Acquisition Strategies
├── LowerBoundSampler (Upper Confidence Bound)
├── PessimisticLowerBoundSampler (Conservative Lower Bound)
├── ThompsonSampler (Posterior Sampling)
└── ExpectedImprovementSampler (Expected Improvement)

Each strategy calls specific methods:

  • LowerBoundSamplercalculate_ucb_predictions()

  • ThompsonSamplercalculate_thompson_predictions()

  • ExpectedImprovementSampler_calculate_expected_improvement()

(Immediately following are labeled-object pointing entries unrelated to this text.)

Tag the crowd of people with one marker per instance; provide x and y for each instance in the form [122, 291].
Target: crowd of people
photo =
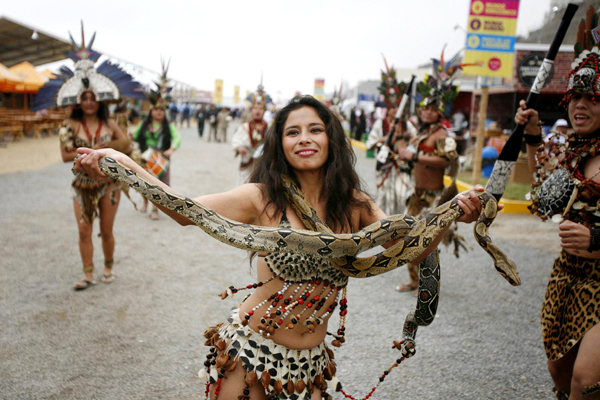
[296, 173]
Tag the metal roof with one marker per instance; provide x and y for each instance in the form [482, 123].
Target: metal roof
[17, 45]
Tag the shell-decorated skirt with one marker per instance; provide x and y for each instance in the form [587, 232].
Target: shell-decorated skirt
[572, 303]
[284, 373]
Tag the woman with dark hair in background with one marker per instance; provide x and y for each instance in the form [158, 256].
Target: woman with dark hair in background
[264, 349]
[156, 132]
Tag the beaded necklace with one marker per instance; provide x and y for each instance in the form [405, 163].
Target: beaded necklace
[582, 203]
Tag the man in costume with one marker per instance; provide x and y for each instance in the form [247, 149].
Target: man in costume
[248, 138]
[394, 182]
[433, 152]
[567, 190]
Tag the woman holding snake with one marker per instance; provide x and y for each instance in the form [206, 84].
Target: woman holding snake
[567, 189]
[272, 345]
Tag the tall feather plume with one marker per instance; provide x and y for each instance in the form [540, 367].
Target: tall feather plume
[82, 36]
[387, 69]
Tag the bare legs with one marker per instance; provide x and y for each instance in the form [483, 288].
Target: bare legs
[233, 386]
[579, 368]
[108, 212]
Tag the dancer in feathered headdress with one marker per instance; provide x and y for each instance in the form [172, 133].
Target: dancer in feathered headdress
[394, 182]
[86, 90]
[157, 138]
[107, 82]
[567, 190]
[433, 152]
[248, 138]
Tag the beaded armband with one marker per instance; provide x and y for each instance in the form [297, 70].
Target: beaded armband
[65, 135]
[594, 239]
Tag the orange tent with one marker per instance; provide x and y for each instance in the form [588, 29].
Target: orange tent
[48, 74]
[32, 79]
[8, 80]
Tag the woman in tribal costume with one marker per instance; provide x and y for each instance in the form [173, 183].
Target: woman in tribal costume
[87, 90]
[272, 345]
[157, 138]
[567, 190]
[433, 153]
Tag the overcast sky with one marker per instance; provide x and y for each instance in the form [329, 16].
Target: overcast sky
[291, 42]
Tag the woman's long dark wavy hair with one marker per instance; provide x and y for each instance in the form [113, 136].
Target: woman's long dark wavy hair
[341, 183]
[164, 138]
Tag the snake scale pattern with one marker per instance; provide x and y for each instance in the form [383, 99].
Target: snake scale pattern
[341, 249]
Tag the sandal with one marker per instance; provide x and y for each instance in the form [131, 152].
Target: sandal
[407, 288]
[83, 284]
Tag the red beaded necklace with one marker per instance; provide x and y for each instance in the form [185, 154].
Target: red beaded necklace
[91, 139]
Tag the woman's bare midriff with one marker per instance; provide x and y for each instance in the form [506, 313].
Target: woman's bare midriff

All strategies use shared utilities from selection.sampling.utils:

  • initialize_quantile_alphas() - sets up alpha levels

  • initialize_multi_adapters() / initialize_single_adapter() - configures adaptive mechanisms

  • update_multi_interval_widths() / update_single_interval_width() - adjusts interval sizes

  • flatten_conformal_bounds() - converts bounds to usable format

Step 7: Conformal Prediction and Interval Generation

The conformal estimators generate prediction intervals:

  1. fit() method trains on calibration data

  2. predict_intervals() generates ConformalBounds objects containing lower_bound, upper_bound, and alpha values

  3. calculate_betas() computes coverage feedback for adaptive adjustment

Step 8: Adaptive Feedback Loop

After each evaluation, the system updates:

  1. get_interval() retrieves prediction interval bounds for storage and analysis

  2. _calculate_betas() computes coverage statistics

  3. DtACI.update() adjusts significance levels based on coverage feedback

  4. pinball_loss() provides loss-based adaptation signals

Step 9: Trial Management and Optimization

Results flow back through the trial management system:

  1. _evaluate_configuration() executes the objective function

  2. append_trial() records results in the study

  3. get_best_configuration() retrieves current optimal configuration

  4. conformal_search() continues the optimization loop

Conformal Searcher Optimization

All conformal searchers require training on the accumulated configuration-to-performance pairs during search. The system provides different optimization strategies for determining when and how frequently to retrain the searchers:

  • DecayingSearcherOptimizer - increases tuning intervals over time using linear, exponential, or logarithmic decay functions

  • FixedSearcherOptimizer - maintains constant retraining intervals and tuning trial counts

The system also supports disabling searcher optimization entirely for simpler use cases.